Real-World Experiences
Mr. Alexander, who is enrolled in the second phase of Project Classroom, is now planning to incorporate professors and students from other departments such as nursing, engineering, and physical education into the fieldwork program.
“How will you generate solutions if you don’t expose your students to the conditions of hunger, poverty, social inequality, and illiteracy?” he asks during a recent field trip to a health clinic in Granjas de Río Medio, a squalid cluster of tin-roofed shacks on the outskirts of Veracruz City. Río Medio is one of 41 impoverished neighborhoods that rely on the clinic’s three doctors, who serve a total population of 27,000 people.
By the time the students arrive at the bare-bones clinic around 9 a.m., several dozen patients are already waiting in plastic chairs. Minutes later, three Veracruz students in crisp white lab coats begin taking blood and urine samples, while a fourth records the patients’ medical histories.
At one point, Jeanette Pulido, a 23-year-old bioanalysis student, misses a vein in an elderly patient’s hand. The woman glares at Ms. Pulido as blood spurts from her hand onto the student’s white pants and the floor.
Still, most of the patients are grateful for the free medical care.
“If this program had existed 10 years ago, my life would be different,” says Guillermina Hernández, a 63-year-old diabetic who recently went blind from the disease.
The patients are not the only ones benefiting from the outreach program. Josefina Morales, a 23-year-old bioanalysis student, is writing her thesis on the prevalence of diabetes in the Veracruz area, using data collected by fellow students.
“It has been a huge eye-opener seeing what bad shape our community is in,” she says, while processing blood samples from the health clinic back at the university’s laboratory. “I had no idea that diabetes was so rampant.”

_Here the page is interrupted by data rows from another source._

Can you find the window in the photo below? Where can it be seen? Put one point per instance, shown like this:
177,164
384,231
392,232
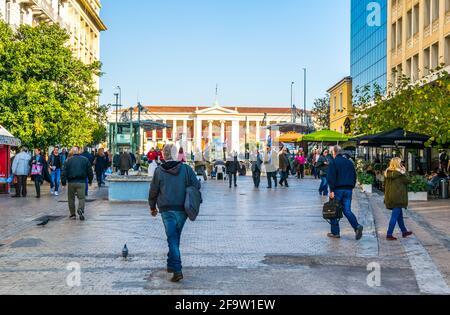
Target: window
409,22
416,14
435,56
426,61
409,67
415,65
447,50
435,10
394,36
427,12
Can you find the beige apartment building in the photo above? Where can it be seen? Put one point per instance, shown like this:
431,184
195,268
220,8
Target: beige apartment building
81,19
418,37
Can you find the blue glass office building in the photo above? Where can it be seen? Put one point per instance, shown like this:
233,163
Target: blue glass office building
368,43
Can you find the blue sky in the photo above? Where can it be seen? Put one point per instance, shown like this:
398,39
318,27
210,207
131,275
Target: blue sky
174,52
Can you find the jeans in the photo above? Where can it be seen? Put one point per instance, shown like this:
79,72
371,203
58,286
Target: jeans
37,184
230,177
396,217
270,176
323,189
256,178
301,171
173,223
76,190
21,186
56,178
284,177
345,198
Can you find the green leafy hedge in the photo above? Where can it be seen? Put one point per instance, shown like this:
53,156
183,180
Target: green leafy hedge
417,184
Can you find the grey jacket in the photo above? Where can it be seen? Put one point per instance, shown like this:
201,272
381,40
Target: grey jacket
21,164
271,161
168,187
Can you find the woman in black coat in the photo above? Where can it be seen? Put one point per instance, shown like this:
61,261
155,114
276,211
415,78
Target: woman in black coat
232,167
101,165
38,162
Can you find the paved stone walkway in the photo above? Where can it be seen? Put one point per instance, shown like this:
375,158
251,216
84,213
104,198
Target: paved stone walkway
246,241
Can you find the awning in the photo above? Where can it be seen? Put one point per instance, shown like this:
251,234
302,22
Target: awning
326,136
291,137
6,138
397,138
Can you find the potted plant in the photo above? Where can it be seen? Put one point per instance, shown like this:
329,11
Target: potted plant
366,181
417,189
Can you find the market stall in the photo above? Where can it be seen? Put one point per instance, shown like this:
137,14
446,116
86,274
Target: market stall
7,140
410,146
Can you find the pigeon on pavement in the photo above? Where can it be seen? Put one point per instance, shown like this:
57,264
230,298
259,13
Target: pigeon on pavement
125,251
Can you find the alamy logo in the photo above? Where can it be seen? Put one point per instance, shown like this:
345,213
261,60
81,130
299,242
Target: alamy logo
374,16
374,277
74,277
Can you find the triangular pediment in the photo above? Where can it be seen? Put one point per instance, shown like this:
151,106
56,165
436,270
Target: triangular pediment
216,110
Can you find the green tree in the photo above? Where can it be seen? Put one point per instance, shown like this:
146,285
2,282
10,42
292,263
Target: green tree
47,96
422,107
321,111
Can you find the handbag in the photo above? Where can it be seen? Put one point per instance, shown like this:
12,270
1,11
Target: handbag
36,170
193,199
333,210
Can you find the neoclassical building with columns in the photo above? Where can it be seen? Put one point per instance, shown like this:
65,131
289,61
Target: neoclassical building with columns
195,128
80,18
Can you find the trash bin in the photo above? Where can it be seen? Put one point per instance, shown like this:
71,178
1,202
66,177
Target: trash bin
443,189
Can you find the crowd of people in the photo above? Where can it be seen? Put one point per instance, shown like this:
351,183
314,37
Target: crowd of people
172,177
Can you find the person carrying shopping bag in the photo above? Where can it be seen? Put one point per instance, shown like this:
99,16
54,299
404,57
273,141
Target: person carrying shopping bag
396,197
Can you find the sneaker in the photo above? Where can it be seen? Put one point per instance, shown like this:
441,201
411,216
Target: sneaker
331,235
359,232
81,214
405,235
177,277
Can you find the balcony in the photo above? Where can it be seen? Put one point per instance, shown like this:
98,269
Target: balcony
43,10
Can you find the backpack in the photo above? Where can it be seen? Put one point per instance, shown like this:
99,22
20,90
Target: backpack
193,199
333,210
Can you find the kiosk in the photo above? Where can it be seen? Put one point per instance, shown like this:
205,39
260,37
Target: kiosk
7,141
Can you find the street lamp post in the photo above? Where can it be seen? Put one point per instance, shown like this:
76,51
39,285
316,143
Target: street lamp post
292,103
305,121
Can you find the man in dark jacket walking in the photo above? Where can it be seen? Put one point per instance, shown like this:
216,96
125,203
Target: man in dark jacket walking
233,167
168,193
342,180
322,167
125,163
75,172
256,169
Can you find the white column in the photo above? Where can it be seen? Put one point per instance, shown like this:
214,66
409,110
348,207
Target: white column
174,131
247,130
258,131
235,136
210,131
185,131
222,131
164,132
198,134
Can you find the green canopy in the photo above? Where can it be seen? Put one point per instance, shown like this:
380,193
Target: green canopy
325,136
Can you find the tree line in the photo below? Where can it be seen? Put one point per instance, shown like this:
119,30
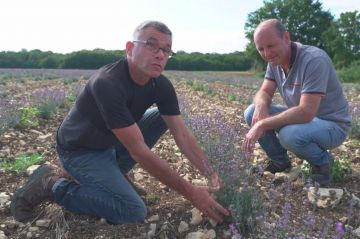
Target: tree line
94,59
306,20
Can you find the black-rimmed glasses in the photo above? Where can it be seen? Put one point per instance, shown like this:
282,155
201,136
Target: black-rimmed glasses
154,47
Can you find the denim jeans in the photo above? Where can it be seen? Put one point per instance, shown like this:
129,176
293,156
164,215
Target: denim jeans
309,141
103,190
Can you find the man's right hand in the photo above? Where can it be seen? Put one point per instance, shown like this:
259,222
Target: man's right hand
259,114
201,199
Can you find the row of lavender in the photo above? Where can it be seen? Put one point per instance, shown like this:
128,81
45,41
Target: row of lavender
250,212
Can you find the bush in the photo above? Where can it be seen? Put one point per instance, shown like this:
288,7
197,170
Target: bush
22,162
351,73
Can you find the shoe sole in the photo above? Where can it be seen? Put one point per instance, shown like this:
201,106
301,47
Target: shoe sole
19,192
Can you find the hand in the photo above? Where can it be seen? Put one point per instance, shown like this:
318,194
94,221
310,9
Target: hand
251,137
259,114
215,183
201,199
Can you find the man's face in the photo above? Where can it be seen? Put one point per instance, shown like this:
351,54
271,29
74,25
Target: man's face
271,47
146,56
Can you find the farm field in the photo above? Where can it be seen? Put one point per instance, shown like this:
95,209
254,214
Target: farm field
278,206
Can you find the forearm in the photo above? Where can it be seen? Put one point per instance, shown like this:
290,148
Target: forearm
294,115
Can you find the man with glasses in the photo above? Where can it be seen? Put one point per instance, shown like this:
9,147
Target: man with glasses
316,116
110,128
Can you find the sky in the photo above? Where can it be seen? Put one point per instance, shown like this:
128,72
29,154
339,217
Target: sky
64,26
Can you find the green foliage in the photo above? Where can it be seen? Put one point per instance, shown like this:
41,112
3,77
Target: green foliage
351,73
22,162
245,205
342,39
340,169
305,20
198,86
28,117
355,128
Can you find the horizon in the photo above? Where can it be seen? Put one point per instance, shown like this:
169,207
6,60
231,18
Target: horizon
203,26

Project Classroom has already created a ripple effect. The University of Veracruz is serving as the sponsor institution for Project Innova-Cesal, another European Union-financed endeavor aimed at creating a network of teaching experts at seven universities in Europe and Latin America over the next two years. The European Union is providing $120-million, with the Latin American institutions covering the remaining $30-million.
Still, not everyone supports the changes under way at Veracruz.
Many students complain that the new flexible curriculum requires them to spend far more time on the campus; rather than four-hour blocks of mandatory courses, students are now required to take English, computer science, and a wide range of electives. Many also say their professors take advantage of the new emphasis on student participation to prepare less for their courses.
Mr. Arias, the rector, acknowledges that the reform process is far from complete. “How do you tell a professor with little relationship with research, when he is teaching based on texts, that his teaching has to relate to real-life problems?” he says. “You’re asking him to conform to the profile of an academic in the 21st century. But what is his response? ‘No, don’t make me work more.’”
However, Mr. Arias is optimistic that Project Classroom will help transform the culture of teaching at Veracruz by showing professors the benefits of a more student-centered approach.
The result, he says: “We’re going to have graduates who will be better citizens, more competent and capable of generating something that this country doesn’t have: competitiveness.”